As suggested by the Watergate staff, the ongoing House Democrat-driven impeachment investigation has gone beyond the criminal allegations that special advocate Robert Mueller investigated – a plot to defraud the United States and impede to justice – in a broader list of grievances, covering everything from the public finance violations campaign, to self-competition offenses, to abuse of power and to the deterioration of the judicial system and the media.

Senior members dusted the document for their new colleagues. Lofgren, for his part, asked his staff to post a new link to the Watergate document in mid-May 2017, shortly after Trump's dismissal by FBI director James Comey and Mueller.

"I just thought that while people were making suggestions, it was a very tight job and I think it was an excellent scholarship and it would be useful to offer it to the public," said Lofgren.

Others have referred to the 1974 document as a reason for Democrats to go faster.

Michael Conway, a former member of the Judiciary Committee in 1974 and a long-time friend of Bill and Hillary Clinton, quoted the report in an NBC editorial in March, which dismissed the reluctance of House Democratic leaders to adopt an enforcement procedure. accusation against Trump.

He criticized the Speaker of the House of Representatives, Nancy Pelosi, for explaining that the impeachment procedure can only be pursued if investigations are conducted, which are "overwhelming, convincing and bipartite". This does not correspond to what the 1974 researchers showed.

"The dismissal myths they have distorted remain relevant to Democrats who plan to exercise that power today," Conway said.

Michael Gerhardt, a law professor at the University of North Carolina, who has written books on impeachment and testified before Congress on the subject, said the Watergate committee's report "easily resisted the "Test of time" until 2019.

"It is as good as any other document prepared on the origins and scope of the federal removal process. He is appropriately authoritative.
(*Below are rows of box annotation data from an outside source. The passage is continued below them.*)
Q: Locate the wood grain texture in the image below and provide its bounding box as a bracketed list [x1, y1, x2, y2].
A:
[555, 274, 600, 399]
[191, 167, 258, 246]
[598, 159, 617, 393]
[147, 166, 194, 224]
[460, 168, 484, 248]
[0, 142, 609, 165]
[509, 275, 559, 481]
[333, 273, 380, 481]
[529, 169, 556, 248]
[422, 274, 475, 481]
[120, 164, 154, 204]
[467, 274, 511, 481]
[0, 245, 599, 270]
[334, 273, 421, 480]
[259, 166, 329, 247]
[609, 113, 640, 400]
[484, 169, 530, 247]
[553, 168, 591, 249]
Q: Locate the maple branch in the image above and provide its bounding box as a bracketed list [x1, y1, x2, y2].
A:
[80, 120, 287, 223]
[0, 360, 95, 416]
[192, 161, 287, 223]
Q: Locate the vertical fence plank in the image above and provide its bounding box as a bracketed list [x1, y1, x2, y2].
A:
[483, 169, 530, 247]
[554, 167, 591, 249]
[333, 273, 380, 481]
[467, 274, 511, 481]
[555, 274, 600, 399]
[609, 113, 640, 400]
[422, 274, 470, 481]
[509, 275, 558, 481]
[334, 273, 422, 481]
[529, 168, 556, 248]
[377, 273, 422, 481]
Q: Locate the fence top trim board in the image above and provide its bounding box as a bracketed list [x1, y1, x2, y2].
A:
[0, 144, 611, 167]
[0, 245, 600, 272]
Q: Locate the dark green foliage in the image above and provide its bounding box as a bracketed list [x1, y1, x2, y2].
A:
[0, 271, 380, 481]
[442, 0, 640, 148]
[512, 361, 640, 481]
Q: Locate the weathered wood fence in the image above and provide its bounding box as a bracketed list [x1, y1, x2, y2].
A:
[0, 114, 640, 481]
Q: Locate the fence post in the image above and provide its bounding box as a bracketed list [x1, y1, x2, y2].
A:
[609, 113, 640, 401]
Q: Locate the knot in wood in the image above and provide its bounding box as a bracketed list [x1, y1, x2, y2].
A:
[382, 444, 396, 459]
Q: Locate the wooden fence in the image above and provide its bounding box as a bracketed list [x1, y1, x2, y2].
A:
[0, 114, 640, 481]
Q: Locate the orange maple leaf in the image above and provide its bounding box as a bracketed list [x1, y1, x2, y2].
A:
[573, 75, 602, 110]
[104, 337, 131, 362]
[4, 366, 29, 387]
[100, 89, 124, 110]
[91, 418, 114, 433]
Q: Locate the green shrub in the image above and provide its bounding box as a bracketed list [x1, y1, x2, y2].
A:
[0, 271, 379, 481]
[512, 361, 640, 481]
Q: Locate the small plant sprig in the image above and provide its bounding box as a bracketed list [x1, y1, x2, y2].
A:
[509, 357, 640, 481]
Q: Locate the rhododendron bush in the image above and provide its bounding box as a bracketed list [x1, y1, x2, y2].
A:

So it's as relevant to President Trump as to all the other presidents since Nixon, "he said.

Gerhardt said the Republicans who had adopted the report during Bill Clinton's removal should, for the sake of consistency, be open to what he now told them in Trump's case, but he also acknowledged that there was had new political limits. To begin with, Democrats and Republican collaborators have written the Watergate Report together.

"It seems impossible that a joint staff is conceivable on an extremely important issue," he said in an e-mail. "It shows how far we have come since 1974."